Bei den eigentlichen Vorbereitungen ist nun wichtig, sich einen groben Schlachtplan zu erstellen. Überlegt euch, was ihr schon einige Tage früher kaufen könnt, damit ihr eure Zeit am großen Tag nicht mit einkaufen vergeudet. Es hilft auch, sich genau anzuschauen, was am Vortag vorbereitet werden kann. Desserts lassen sich in der Regel gut vorbereiten, genauso wie Suppen und Saucen. Auch Terrinen und Parfaits lassen sich Tage vorher herrichten. Ich wähle meine Gerichte grundsätzlich gerne so aus, dass ich den Großteil am Vortag erledigen kann. Am großen Tag erledige ich in der Früh gleich alle Schnippelarbeit. Geputztes Gemüse kann man ohne Probleme in einem feuchten Tuch lagern, bis man es braucht. Kartoffeln, Nudeln, Reis sollte man so früh wie möglich vorkochen, das sind gerne mal Zeitfresser.

So gut vorbereitet kann selbst ein achtgängiges Menü zu einem entspannten Abend für den Gastgeber werden (zumindest verhältnismäßig ;) ).

So, und zum Abschluss mein Frühlingsmenü, damit ihr nach dem ganzen Text auch ein paar Fotos zu sehen bekommt!
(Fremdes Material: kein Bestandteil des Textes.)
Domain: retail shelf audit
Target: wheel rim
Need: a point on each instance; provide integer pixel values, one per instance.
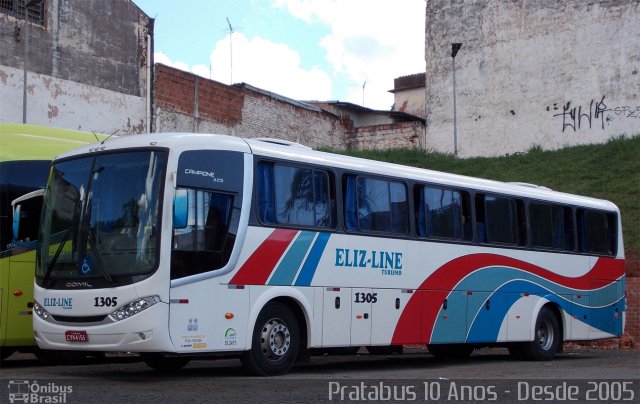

Eine tolle Inspirationsquelle für saisonale Menüs findet ihr auch auf Chefkoch.

Als Amuse Gueule gab es einen frittierten Selleriechip mit einer Hühnerfarce-Füllung auf einem fruchtigen Radieschen-Apfeltatar und einer Wallnuss-Frühlingszwiebelcreme. In der Meta-Ebene der Menüsprache ergibt das knusprig mit fruchtig-frisch und cremig-scharf.

Die erste Vorspeise: eine zweifarbige Spargelmousse (das man hier leider nicht sieht) im Rohschinkenmantel an Kräutersalat (Brunnenkresse, Blüten, junger Spinat, Sauerampfer, …) mit einer Holunderblüten-Vinaigrette. Eigentlich hatte ich noch ein knuspriges Spargelsegel dazu geplant – und im Koch-Stress komplett darauf vergessen. Deswegen fehlt hier die knusprige Komponente.
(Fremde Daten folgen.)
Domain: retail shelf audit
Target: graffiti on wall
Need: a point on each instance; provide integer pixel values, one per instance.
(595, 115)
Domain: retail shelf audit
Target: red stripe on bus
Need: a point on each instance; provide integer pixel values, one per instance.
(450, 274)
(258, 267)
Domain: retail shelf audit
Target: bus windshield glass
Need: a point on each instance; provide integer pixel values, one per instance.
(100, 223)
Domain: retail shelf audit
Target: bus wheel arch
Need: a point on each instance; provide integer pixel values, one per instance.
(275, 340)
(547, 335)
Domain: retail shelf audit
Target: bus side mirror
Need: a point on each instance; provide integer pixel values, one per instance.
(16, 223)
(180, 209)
Die zweite, warme Vorspeise bildete ein knuspriges Doradenfilet (mit Knoblauch und Vanille) auf Bärlauch-Pinienkern-Risotto mit vanilliertem Fenchel und Rote Bete Stroh. Dieser Gang war definitiv der Aufwendigste, weil ich alles frisch und parallel zubereiten musste. Lustigerweise war er auch der heimliche Höhepunkt des Menüs.
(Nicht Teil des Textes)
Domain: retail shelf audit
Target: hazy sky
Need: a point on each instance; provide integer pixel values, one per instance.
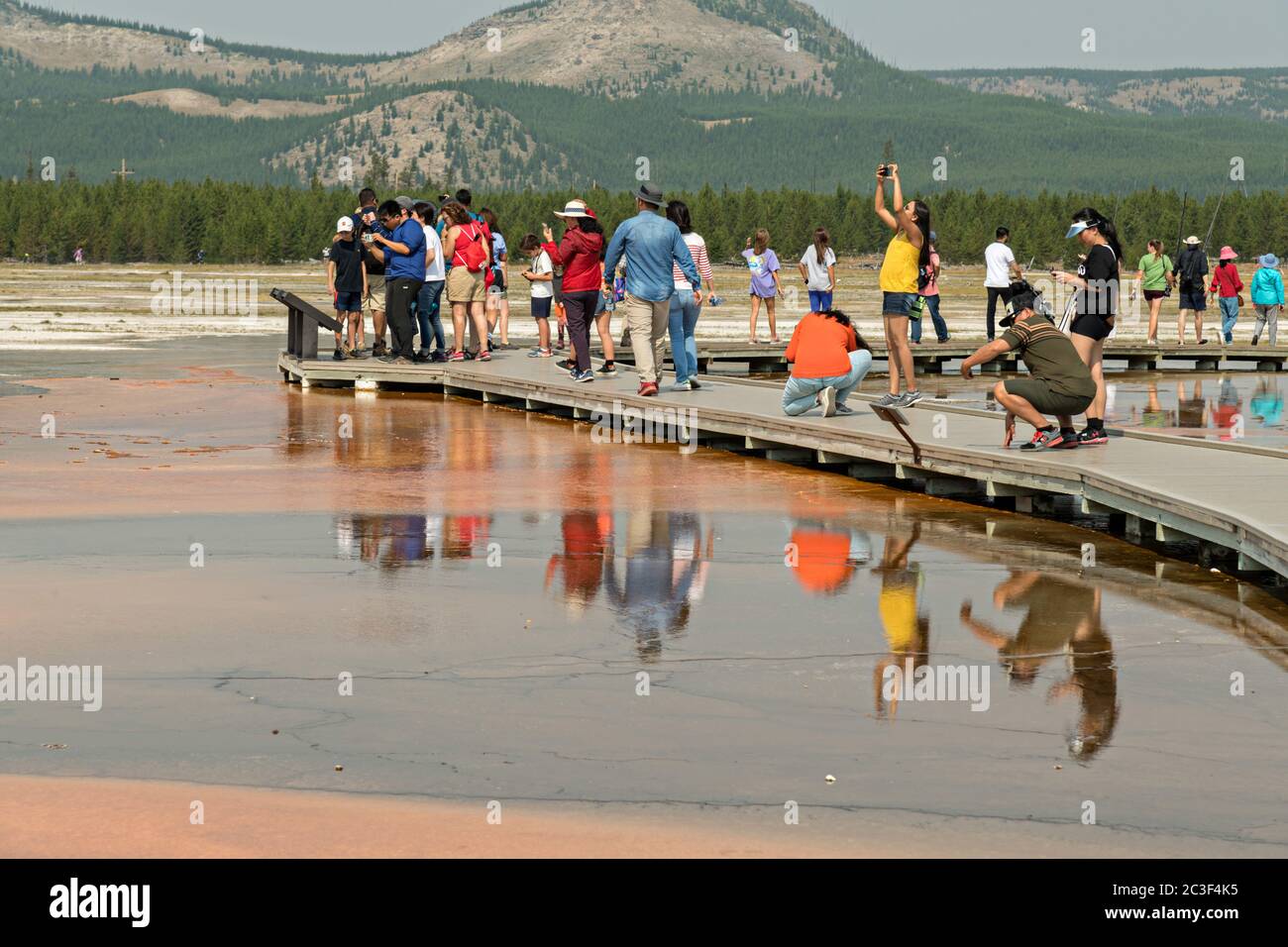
(928, 34)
Im Hauptgang gab es Kalbstafelspitz mit zweifarbigem Kartoffeltürmchen (abwechselnd gelbe und lila Kartoffeln) an Erbsen-Zuckerschoten-Gemüse und Kirschchutney. Tafelspitz ist ein toller Menühauptgang. Man kann ihn schon am Vortag sanft und stressfrei kochen und am großen Tag dann einfach nochmal aufwärmen (oder wie man so schön sagt: regenerieren). Das Kartoffeltürmchen wurde eher eine Kartoffelschnitte, schmeckt aber extrem gut (und lässt sich wunderbar einfrieren, wenn man nicht alles braucht). Wenn man das Gemüse durch herbstlichen Kürbis, Porree oder Ähnlichem ersetzt und das Kirschchutney in ein Apfel- oder Quittenchutney umwandelt, wird aus dem Tafelspitz übrigens schnell ein herrliches Herbstgericht.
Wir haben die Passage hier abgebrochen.